2. Se os homens brancos são ignorantes e depravados, eles devem receber gratuitamente os benefícios da educação; mas se os negros estão nesta condição, o senso comum dita que eles devem ser sujeitados à escravidão e jamais instruídos.

3. Aquele que rouba uma ovelha ou que compra uma de um ladrão merece uma severa punição. Aquele que rouba um negro, ou que o compra de um seqüestrador, não tem culpa. Por quê? Porque uma ovelha pode ser comida e um negro não; porque ele tem uma pelugem negra e ela uma pelugem branca; porque a lei assevera que essa distinção é justa — e a lei, como sabemos é fundamentada na eqüidade; e porque a pura benevolência atua num caso e a completa vilania no outro.
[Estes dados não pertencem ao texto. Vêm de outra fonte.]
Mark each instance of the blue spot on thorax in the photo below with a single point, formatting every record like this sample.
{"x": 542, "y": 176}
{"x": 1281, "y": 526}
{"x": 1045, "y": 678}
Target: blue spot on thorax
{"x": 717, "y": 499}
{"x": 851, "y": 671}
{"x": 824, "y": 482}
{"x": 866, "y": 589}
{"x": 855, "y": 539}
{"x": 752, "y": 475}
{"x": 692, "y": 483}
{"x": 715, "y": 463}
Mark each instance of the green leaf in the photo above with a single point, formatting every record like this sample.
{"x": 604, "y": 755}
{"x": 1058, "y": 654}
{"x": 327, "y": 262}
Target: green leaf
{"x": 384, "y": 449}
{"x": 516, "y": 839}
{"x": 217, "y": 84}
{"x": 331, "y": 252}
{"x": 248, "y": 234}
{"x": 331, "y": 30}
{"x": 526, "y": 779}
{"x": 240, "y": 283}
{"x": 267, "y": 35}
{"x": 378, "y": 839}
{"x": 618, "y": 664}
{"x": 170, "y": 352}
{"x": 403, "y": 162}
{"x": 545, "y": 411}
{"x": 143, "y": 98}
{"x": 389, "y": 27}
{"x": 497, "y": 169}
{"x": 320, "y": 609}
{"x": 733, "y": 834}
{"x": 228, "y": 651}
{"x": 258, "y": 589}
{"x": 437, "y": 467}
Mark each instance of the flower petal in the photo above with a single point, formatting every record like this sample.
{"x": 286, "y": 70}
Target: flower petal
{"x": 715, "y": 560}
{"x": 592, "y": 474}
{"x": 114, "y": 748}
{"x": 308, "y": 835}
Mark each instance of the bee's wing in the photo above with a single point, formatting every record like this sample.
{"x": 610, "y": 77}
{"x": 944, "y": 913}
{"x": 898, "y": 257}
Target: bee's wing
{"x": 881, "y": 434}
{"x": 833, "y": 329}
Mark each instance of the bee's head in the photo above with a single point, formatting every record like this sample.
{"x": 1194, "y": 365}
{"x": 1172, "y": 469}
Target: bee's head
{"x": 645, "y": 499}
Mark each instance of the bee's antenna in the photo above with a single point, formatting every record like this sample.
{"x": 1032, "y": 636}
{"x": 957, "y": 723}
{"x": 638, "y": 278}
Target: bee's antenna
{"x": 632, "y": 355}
4. A cor da pele determina se um homem tem alma ou não. Se branca, ele tem uma essência imortal; se negra, ele é totalmente bestial. Mulatos, porém, não tiram benefício algum dessa regra.
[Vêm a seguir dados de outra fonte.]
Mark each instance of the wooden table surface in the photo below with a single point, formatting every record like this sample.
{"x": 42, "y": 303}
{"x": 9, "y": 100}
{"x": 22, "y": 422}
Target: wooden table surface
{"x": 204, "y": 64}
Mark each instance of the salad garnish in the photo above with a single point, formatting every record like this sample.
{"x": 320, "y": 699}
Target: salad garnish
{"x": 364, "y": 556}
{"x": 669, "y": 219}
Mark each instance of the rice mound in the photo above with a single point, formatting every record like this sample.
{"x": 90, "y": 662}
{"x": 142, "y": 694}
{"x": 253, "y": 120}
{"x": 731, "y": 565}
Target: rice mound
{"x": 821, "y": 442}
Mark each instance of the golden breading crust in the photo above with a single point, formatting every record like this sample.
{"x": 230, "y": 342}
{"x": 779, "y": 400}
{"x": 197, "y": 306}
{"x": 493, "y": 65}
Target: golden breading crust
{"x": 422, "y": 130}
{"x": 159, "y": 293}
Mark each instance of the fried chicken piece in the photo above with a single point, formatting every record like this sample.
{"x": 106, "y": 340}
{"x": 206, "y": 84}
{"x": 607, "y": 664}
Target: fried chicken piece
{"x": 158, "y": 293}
5. Negros devem ser mantidos acorrentados, porque são estúpidos demais para cuidarem de si mesmos; pelo menos, nós não somos tão estúpidos a ponto de fazê-los passar por isso para que eles experimentem.

6. Seqüestrar crianças na costa da África é um crime terrível, punível merecidamente com a morte; mas aquele que roubá-las, em seu país, tão logo que elas nasçam, executa não apenas um ato inocente, mas também louvável.

7. Na África, um homem que compra ou vende outros homens é um monstro do inferno. Na América, é um herdeiro do paraíso.

8. Um homem tem o direito de execrar eternamente o comércio externo de escravos e seus cúmplices; mas se ele proferir algum sentimento depreciativo em relação ao tráfico doméstico ou àqueles que auxiliam o transporte das vítimas, ele deve ser aprisionado por difamação e sentenciado a pagar uma multa de não menos que mil dólares.

9. Aquele que chamar os senhores de escravos americanos de tiranos é um tolo, um fanático ou um louco; mas se ele justificar governos monárquicos ou uma aristocracia hereditária, tenha-o por um conservador e por um traidor de seu país.

10. Não há o menor risco de rebelião entre os escravos; e mesmo se eles houvessem de se revoltar em massa, o que poderiam fazer? Suas forças unidas seriam totalmente desprezíveis.

11. Ninguém, a não ser fanáticos ou idiotas, deseja a imediata abolição. Se os escravos fossem libertados de uma vez, nossas gargantas seriam cortadas, nossas casas, pilhadas e incendiadas!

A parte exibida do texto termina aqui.